"Ein wahrer Held wird nicht an der Größe seiner Kraft gemessen, sondern an der Kraft seines Herzens." So steht es auf einem schwarzen Gedenkstein mit Portraitbild am Ufer der Mindel im schwäbischen Offingen – dort, wo Denis Root vor über eineinhalb Jahren in das Rettungsboot gestiegen ist, das später kentern würde. Seiner Mutter Nadja Root war wichtig, dass ihr Sohn nicht in Vergessenheit gerät. Lange Zeit musste sie mit der Ungewissheit leben, was mit ihm passiert ist.

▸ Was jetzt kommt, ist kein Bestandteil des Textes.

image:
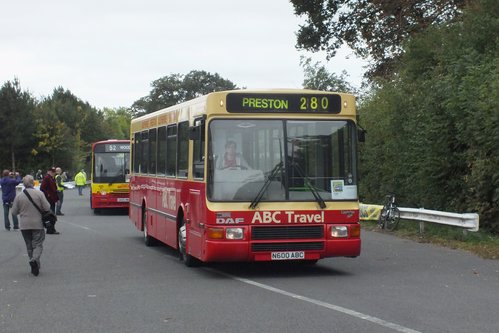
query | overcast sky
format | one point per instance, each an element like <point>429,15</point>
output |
<point>107,52</point>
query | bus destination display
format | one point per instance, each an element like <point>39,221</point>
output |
<point>286,103</point>
<point>113,148</point>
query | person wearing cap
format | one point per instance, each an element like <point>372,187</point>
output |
<point>49,188</point>
<point>31,222</point>
<point>80,181</point>
<point>9,182</point>
<point>59,182</point>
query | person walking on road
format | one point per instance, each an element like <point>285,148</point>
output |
<point>31,221</point>
<point>80,181</point>
<point>49,189</point>
<point>9,182</point>
<point>59,181</point>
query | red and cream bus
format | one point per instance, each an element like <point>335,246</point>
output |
<point>110,174</point>
<point>249,176</point>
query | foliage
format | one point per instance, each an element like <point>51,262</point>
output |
<point>176,88</point>
<point>317,77</point>
<point>433,130</point>
<point>16,107</point>
<point>375,29</point>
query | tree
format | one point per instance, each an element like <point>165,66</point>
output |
<point>117,123</point>
<point>317,77</point>
<point>433,130</point>
<point>177,88</point>
<point>16,109</point>
<point>372,28</point>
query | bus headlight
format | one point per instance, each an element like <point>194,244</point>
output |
<point>234,233</point>
<point>340,231</point>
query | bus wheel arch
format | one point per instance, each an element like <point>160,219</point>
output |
<point>188,260</point>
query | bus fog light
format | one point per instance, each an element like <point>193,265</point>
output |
<point>339,231</point>
<point>234,233</point>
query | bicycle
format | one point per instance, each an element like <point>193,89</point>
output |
<point>390,214</point>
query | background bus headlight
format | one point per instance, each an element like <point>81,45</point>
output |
<point>339,231</point>
<point>234,233</point>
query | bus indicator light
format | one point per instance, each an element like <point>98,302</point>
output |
<point>234,233</point>
<point>215,233</point>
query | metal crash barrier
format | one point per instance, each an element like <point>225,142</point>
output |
<point>469,221</point>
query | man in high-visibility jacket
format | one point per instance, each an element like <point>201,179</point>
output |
<point>59,181</point>
<point>80,181</point>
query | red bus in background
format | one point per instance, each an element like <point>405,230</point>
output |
<point>110,174</point>
<point>290,193</point>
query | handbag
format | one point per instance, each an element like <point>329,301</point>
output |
<point>48,217</point>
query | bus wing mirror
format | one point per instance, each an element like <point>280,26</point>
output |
<point>361,134</point>
<point>196,132</point>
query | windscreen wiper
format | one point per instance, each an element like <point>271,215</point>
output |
<point>312,188</point>
<point>259,196</point>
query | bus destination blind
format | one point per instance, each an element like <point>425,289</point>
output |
<point>113,148</point>
<point>285,103</point>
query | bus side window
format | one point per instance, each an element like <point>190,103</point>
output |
<point>183,149</point>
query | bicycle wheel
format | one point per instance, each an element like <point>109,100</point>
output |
<point>381,218</point>
<point>392,219</point>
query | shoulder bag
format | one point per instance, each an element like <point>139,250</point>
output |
<point>48,217</point>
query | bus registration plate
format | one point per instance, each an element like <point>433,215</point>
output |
<point>289,255</point>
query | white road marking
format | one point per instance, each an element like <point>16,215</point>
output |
<point>330,306</point>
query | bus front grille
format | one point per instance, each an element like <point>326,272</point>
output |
<point>301,246</point>
<point>287,232</point>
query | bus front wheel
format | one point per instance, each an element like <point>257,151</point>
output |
<point>189,260</point>
<point>148,240</point>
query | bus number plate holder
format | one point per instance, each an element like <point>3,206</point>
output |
<point>288,255</point>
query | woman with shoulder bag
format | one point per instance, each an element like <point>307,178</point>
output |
<point>31,223</point>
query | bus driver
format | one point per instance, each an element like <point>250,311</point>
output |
<point>232,159</point>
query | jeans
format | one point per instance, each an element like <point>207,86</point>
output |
<point>6,210</point>
<point>58,205</point>
<point>34,243</point>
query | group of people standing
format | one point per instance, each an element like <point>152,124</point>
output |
<point>50,196</point>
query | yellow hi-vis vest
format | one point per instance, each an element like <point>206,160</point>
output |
<point>58,180</point>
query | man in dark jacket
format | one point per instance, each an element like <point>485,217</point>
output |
<point>9,182</point>
<point>49,188</point>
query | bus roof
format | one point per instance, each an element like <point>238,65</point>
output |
<point>215,103</point>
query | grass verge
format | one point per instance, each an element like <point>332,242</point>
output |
<point>480,243</point>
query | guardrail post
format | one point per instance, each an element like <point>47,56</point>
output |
<point>421,228</point>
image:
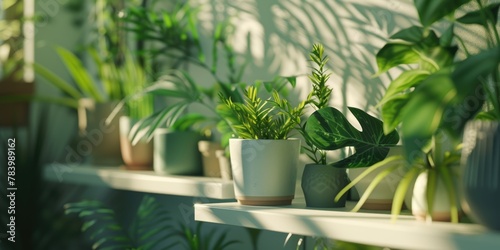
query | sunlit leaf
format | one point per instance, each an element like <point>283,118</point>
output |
<point>329,129</point>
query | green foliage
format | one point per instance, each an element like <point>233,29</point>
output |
<point>173,29</point>
<point>261,119</point>
<point>318,98</point>
<point>126,79</point>
<point>328,129</point>
<point>195,240</point>
<point>152,228</point>
<point>176,33</point>
<point>437,91</point>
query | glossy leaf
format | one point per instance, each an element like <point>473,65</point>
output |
<point>395,54</point>
<point>446,38</point>
<point>329,129</point>
<point>403,83</point>
<point>392,112</point>
<point>424,111</point>
<point>430,11</point>
<point>413,34</point>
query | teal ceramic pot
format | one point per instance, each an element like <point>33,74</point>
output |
<point>176,153</point>
<point>481,172</point>
<point>321,183</point>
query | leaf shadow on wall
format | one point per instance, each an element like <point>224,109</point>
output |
<point>277,35</point>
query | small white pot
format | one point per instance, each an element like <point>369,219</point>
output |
<point>264,171</point>
<point>224,164</point>
<point>135,157</point>
<point>441,207</point>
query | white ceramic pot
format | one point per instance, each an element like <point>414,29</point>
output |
<point>441,207</point>
<point>382,196</point>
<point>98,140</point>
<point>224,164</point>
<point>135,157</point>
<point>264,171</point>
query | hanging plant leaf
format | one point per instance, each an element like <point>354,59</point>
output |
<point>329,129</point>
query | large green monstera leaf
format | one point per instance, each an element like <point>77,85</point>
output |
<point>328,129</point>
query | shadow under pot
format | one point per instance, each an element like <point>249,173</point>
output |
<point>321,183</point>
<point>138,156</point>
<point>176,152</point>
<point>264,171</point>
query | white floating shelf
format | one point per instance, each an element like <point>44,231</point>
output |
<point>140,181</point>
<point>362,227</point>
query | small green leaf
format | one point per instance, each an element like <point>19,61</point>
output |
<point>80,74</point>
<point>447,36</point>
<point>404,82</point>
<point>392,112</point>
<point>401,190</point>
<point>413,34</point>
<point>430,191</point>
<point>424,111</point>
<point>292,80</point>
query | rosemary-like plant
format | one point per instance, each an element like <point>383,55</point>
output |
<point>318,98</point>
<point>272,118</point>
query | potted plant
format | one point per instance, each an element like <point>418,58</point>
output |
<point>263,157</point>
<point>178,87</point>
<point>133,78</point>
<point>176,147</point>
<point>320,182</point>
<point>442,92</point>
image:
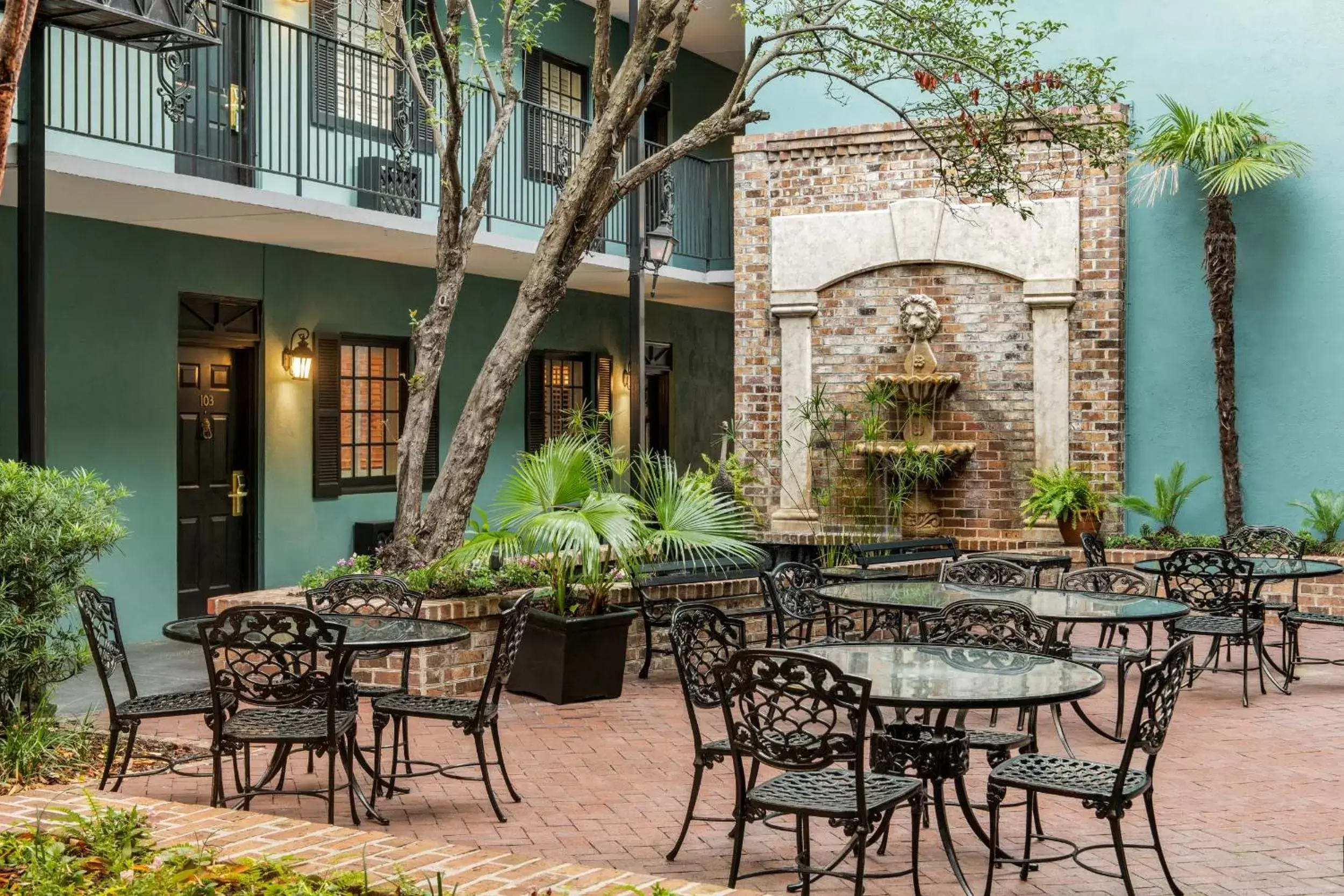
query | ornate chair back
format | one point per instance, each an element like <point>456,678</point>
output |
<point>98,614</point>
<point>1109,580</point>
<point>1095,548</point>
<point>276,657</point>
<point>1265,542</point>
<point>793,711</point>
<point>789,587</point>
<point>703,639</point>
<point>1209,580</point>
<point>999,625</point>
<point>509,639</point>
<point>1159,687</point>
<point>987,571</point>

DNA-Test bringt Gewissheit
Ein DNA-Test bringt jetzt traurige Gewissheit: Der Feuerwehrmann Denis Root ist tot. Die Rechtsmedizin Ulm hat menschliche Überreste ausgewertet, die vergangene Woche zusammen mit einer Feuerwehrhose entdeckt worden waren. Man fand sie bei Vermessungsarbeiten an einer kleinen Insel in der Donau zwischen Dillingen und Steinheim. Wie die Polizei bekanntgibt, handelt es sich dabei um genetische Spuren von Denis Root.
Root kentert bei Rettungsaktion im Hochwasser
Der damals 22-Jährige war als Feuerwehrmann in einem Boot mit vier anderen Einsatzkräften unterwegs, als es mitten in der Nacht kenterte. Während sich die anderen Insassen an Land retten konnten, blieb Denis Root verschollen. Großangelegte Suchaktionen in den Tagen und Wochen danach brachten kein Ergebnis.
Mehr als acht Monate später wurde bei einer privaten Suchaktion in der Donau bei Lauingen ein Feuerwehrstiefel entdeckt. Ein Gentest der Spuren am Stiefel hatte allerdings gezeigt, dass sie nicht zu Denis Root passten.
Gefundene Feuerwehrhose bringt neue Spur
Die Polizei hatte nach dem kürzlichen Fund der Feuerwehrhose noch einmal eine breitangelegte Suche nach weiteren Spuren und Überresten durchgeführt. Taucher und Polizeiboote mit Sonartechnik sowie Polizisten am Uferbereich durchkämmten eine Fläche von insgesamt 26.000 Quadratmetern. "Das Wasser ist sehr trüb, man sieht nur etwa einen Meter weit. Wir müssen uns hier eher vorwärtstasten", hatte Alexander Markgraf, der Tauchgruppenleiter, erklärt. Trotz mehrstündiger Suche mit rund 30 Einsatzkräften wurden keine weiteren Spuren gefunden.
Psychologe: Abschließen für Angehörige wichtig
"Einerseits denkt man sich, dass er nach der Hochwasserkatastrophe und der langen Zeit wahrscheinlich nicht mehr lebt. Aber als Mama hofft man einfach, dass er vielleicht doch wieder nach Hause kommt", hatte Denis Roots Mutter Nadja noch vor der DNA-Analyse im Interview mit BR24 gesagt.
Für Angehörige ist es wichtig, dass Vermisste gefunden werden. Denn viele können nur so trauern und zumindest ein Stück weit abschließen. "Mit dem Verlust der eigenen Kinder rechnen wir nicht, ganz im Gegensatz zu den eigenen Eltern oder Großeltern. Deshalb ist es oft sehr schwer, damit umzugehen", sagt Benjamin Pross, leitender Psychologe des Bezirkskrankenhauses Augsburg.
Staatsanwaltschaft ermittelt
Nadja Root quält allerdings noch eine andere Frage: "Wäre das Unglück vermeidbar gewesen?" Denn womöglich war Denis im Gegensatz zu anderen Rettungskräften nicht ausreichend gesichert. Die Staatsanwaltschaft Memmingen hat bereits vor Monaten Ermittlungen eingeleitet – wegen des Anfangsverdachts der fahrlässigen Tötung. Sie will klären, wie es zu dem Unfall kommen konnte. "Insbesondere gehen wir der Frage nach, ob der verunglückte Feuerwehrmann eine Schwimmweste trug und welche Verantwortlichkeiten bestanden", so ein Pressesprecher der Staatsanwaltschaft.